APAS’ high level of accuracy in ruling out cases of limited significance is not what appealed most to Dr. Hansen. “I expect it to work. I’m not going to bring anything into my lab that doesn’t work,” he says. “What I want to know is how does this change the workflow? How does it change turnaround time? How does it help with staff engagement?”

So far the instrument is delivering on the expectation of lowered turnaround times and making it possible for staff to be redeployed to other areas, Dr. Hansen says. “We think these advantages are generalizable across all different laboratory spectrums.”

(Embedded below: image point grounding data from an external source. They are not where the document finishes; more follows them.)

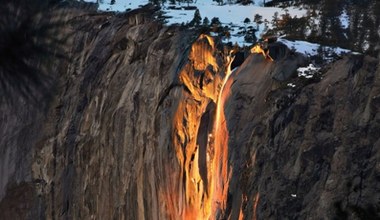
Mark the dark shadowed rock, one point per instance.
(127, 134)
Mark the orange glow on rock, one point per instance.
(189, 196)
(258, 49)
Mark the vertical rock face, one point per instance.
(306, 153)
(130, 133)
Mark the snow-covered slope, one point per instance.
(231, 15)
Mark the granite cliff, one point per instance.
(148, 122)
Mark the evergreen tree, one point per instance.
(258, 19)
(196, 19)
(206, 22)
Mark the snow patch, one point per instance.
(307, 72)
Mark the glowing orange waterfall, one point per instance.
(219, 171)
(191, 195)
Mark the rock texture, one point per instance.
(127, 133)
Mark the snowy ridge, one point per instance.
(232, 16)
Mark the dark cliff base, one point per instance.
(107, 147)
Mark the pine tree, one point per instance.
(206, 22)
(196, 19)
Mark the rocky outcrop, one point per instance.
(309, 152)
(130, 132)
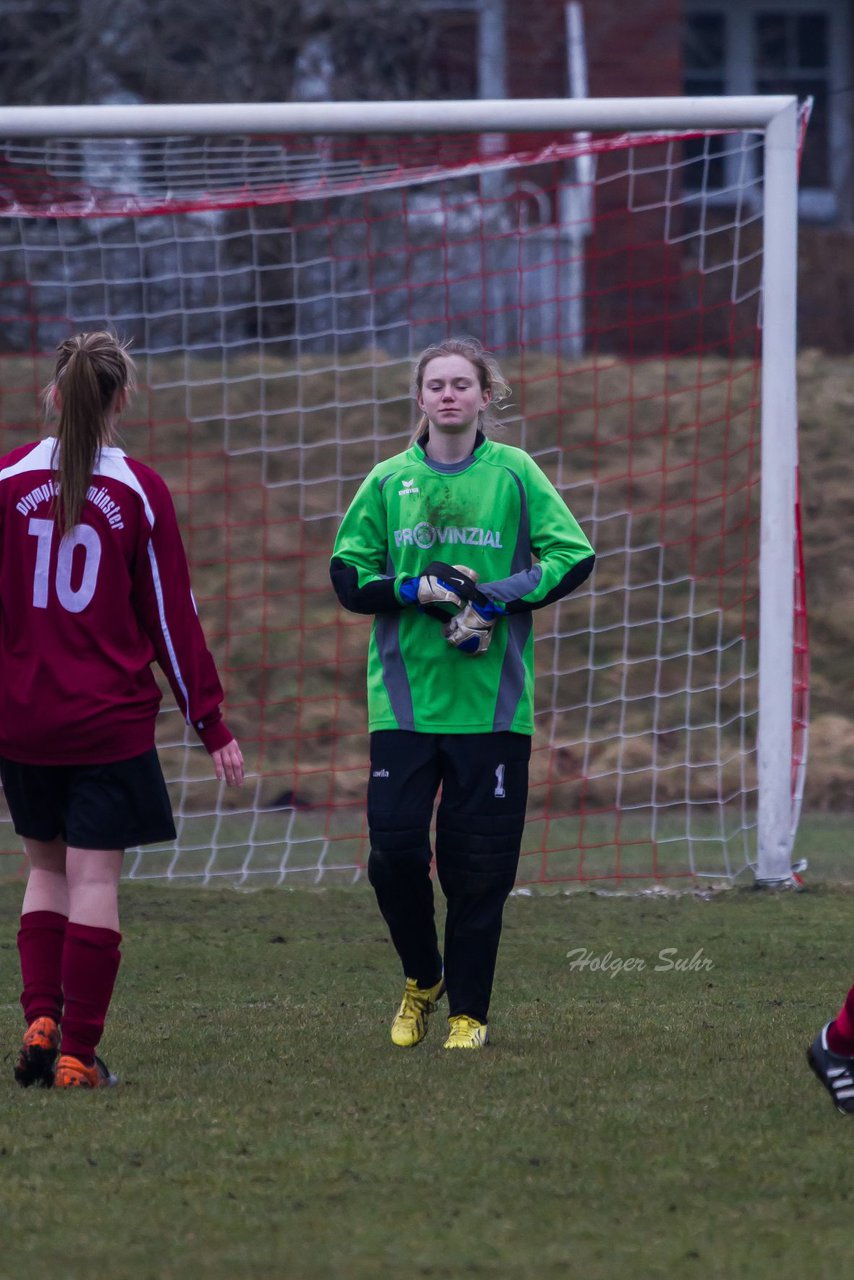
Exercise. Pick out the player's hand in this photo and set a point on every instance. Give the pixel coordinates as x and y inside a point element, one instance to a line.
<point>441,584</point>
<point>228,762</point>
<point>471,629</point>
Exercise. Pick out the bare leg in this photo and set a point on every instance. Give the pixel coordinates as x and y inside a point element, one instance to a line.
<point>94,886</point>
<point>46,885</point>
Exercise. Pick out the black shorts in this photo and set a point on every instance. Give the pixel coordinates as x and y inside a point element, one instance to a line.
<point>483,776</point>
<point>114,805</point>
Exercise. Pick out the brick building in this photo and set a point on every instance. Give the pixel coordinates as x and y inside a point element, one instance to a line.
<point>662,48</point>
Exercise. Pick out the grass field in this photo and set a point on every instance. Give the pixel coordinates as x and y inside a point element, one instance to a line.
<point>647,1123</point>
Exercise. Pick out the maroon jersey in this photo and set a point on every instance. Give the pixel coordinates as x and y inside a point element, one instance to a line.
<point>82,618</point>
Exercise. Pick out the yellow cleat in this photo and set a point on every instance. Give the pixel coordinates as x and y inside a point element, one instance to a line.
<point>73,1074</point>
<point>37,1054</point>
<point>411,1019</point>
<point>466,1033</point>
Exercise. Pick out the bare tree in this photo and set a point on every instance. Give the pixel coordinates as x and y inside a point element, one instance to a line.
<point>67,51</point>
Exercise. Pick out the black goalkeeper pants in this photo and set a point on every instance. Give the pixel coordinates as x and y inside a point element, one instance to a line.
<point>479,828</point>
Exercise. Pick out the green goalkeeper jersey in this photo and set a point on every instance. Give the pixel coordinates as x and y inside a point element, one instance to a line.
<point>496,513</point>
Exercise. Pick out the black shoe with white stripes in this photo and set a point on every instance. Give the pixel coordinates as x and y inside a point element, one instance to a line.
<point>835,1073</point>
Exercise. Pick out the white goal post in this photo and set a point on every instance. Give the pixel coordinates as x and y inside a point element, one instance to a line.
<point>773,119</point>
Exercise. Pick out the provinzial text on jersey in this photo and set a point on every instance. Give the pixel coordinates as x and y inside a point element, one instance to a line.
<point>428,535</point>
<point>48,492</point>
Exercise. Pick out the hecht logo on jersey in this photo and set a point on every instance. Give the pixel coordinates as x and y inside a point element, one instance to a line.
<point>428,535</point>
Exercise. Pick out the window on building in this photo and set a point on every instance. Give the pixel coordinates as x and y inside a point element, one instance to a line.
<point>777,46</point>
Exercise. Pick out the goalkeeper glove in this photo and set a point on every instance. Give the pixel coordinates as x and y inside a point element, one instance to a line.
<point>470,630</point>
<point>441,584</point>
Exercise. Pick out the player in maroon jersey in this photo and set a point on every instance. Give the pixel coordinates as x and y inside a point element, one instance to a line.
<point>94,588</point>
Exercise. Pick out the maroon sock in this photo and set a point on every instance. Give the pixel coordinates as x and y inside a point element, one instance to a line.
<point>40,946</point>
<point>840,1033</point>
<point>90,963</point>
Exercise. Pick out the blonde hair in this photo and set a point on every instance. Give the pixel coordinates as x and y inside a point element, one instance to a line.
<point>489,375</point>
<point>91,369</point>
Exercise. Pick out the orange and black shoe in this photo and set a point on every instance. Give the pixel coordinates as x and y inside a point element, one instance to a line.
<point>37,1054</point>
<point>73,1074</point>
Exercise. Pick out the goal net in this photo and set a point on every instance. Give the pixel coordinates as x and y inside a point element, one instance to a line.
<point>277,288</point>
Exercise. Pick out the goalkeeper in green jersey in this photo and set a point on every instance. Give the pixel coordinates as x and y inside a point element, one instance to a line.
<point>451,545</point>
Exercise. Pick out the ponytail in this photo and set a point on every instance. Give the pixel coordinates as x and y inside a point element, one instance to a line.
<point>91,370</point>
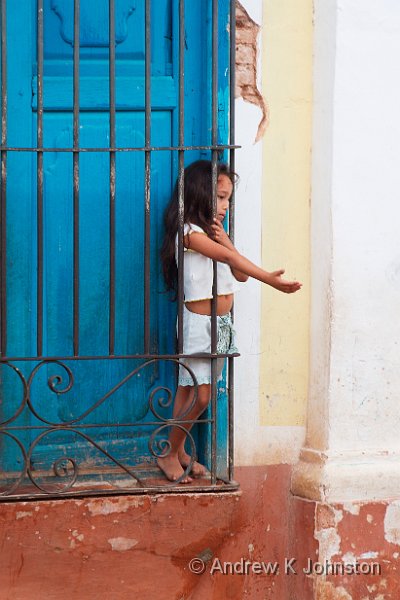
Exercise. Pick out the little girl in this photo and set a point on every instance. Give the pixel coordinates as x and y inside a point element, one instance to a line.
<point>204,240</point>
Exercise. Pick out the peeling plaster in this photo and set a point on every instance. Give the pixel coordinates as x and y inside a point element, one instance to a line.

TriCore Reference Laboratories has seen similar efficiencies with its use of WASPLab. “The workflow impact is huge, especially in such a strained environment that we’re experiencing now,” says Karissa Culbreath, PhD, D(ABMM), medical director of the Infectious Disease Department at TriCore. She shared her laboratory’s experience with WASPLab in an AI session last year at the AMP annual meeting and in a July 9 interview with CAP TODAY.

“What we’ve been able to see in our lab is that about 30 percent of urine cultures are generally negative and another 30 percent are normal urogenital cultures. Which leaves a small proportion that are positive and would require workup by the technologists,” Dr. Culbreath says.